Is every undesired behavior an AI system exhibits “misalignment”, regardless of the cause?
Concretely, let’s consider the following hypothetical incident report.
Hypothetical Incident Report: Interacting bugs and features in navigation app lead to 14 mile traffic jam
Background
We offer a GPS navigation app that provides real-time traffic updates and routing information based on user-contributed data. We recently released updates which made four significant changes:
Tweak routing algorithm to have a slightly stronger preference for routes with fewer turns
Update our traffic model to include collisions reported on social media and in the app
More aggressively route users away from places we predict there will be congestion based on our traffic model
Reduced the number of alternative routes shown to users to reduce clutter and cognitive load
Our internal evaluations based on historical and simulated traffic data looked good, and A/B tests with our users indicated that most users liked these changes individually.
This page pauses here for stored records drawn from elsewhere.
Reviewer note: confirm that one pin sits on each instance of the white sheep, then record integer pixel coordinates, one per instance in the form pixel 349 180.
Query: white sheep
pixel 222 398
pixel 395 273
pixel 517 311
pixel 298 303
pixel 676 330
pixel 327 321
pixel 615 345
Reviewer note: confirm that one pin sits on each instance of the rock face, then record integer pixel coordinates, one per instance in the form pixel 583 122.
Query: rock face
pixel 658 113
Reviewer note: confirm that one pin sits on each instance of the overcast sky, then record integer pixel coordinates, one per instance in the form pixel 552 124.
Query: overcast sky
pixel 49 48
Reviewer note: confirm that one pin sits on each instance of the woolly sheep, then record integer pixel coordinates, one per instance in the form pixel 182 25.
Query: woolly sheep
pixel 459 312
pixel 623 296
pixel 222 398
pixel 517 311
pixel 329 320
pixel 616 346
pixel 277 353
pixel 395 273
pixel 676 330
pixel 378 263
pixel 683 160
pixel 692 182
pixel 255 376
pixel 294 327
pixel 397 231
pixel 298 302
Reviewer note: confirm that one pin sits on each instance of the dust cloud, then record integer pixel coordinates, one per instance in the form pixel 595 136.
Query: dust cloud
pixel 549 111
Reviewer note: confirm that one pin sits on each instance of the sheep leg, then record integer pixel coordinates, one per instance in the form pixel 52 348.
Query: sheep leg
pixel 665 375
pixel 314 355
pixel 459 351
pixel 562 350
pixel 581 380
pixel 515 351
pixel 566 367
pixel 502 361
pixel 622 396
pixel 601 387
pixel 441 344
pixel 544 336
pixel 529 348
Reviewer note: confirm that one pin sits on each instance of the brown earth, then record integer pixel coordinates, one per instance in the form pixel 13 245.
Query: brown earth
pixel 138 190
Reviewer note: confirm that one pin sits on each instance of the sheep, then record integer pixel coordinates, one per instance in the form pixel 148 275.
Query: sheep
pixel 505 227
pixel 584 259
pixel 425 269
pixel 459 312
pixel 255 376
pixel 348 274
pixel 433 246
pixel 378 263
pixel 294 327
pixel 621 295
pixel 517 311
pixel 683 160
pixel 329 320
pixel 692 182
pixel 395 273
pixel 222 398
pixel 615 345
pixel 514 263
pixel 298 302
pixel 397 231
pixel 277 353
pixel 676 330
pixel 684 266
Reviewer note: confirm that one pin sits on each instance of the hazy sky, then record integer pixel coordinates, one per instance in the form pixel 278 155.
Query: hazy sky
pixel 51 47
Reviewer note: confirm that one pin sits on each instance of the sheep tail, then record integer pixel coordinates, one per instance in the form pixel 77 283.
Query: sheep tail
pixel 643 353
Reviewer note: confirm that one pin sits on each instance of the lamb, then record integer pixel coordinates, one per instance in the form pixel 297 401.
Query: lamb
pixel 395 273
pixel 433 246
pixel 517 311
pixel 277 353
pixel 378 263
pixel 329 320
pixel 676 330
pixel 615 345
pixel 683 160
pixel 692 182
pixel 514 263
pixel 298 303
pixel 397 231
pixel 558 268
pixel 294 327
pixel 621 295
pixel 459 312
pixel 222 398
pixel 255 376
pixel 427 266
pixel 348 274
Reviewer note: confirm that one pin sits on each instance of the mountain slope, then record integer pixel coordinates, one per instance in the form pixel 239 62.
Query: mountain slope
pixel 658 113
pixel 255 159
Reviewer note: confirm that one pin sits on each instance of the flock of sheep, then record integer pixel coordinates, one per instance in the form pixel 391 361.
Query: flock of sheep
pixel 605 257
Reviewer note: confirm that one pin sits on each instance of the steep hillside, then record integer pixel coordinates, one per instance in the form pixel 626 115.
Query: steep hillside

A few users complained about the routes we suggested, but that happens on every update.
We had monitoring metrics for the total number of vehicles diverted by a single collision, and checks to ensure that the road capacity of the road we were diverting users onto was sufficient to accommodate that many extra vehicles. However, we had no specific metrics monitoring the total expected extra traffic flow from all diversions combined.
Incident
On January 14, there was an icy section of road leading away from a major ski resort. There were 7 separate collisions within a 30 minute period on that section of road. Users were pushed to alternate routes to avoid these collisions. Over a 2 hour period, 5,000 vehicles were diverted onto a weather-affected county road with limited winter maintenance, leading to a 14 mile traffic jam and many subsequent breakdowns on that road, stranding hundreds of people in the snow overnight.
Root cause
The weather-affected county road was approximately 19 miles shorter than the next best route away from the ski resort, and so our system tried to divert vehicles onto that road until it was projected to be at capacity.
The county road was listed as having the capacity to carry 400 vehicles per hour
Each time system diverted users to avoid the collisions, it would attribute that diversion to a specific one of those collisions. When a single segment of road had multiple collisions, the logic that attributed a diversion to a collision chose in a way that depended on the origin and destinations the user had selected. In this event, attributions were spread almost uniformly across the 7 collisions.
This led to each collision independently diverting 400 vehicles per hour onto the county road
Would you say that the traffic jam happened because our software system was “misaligned”?
So would you say that the hypothetical incident happened because our org had a poor alignment posture with regards to the software we were shipping?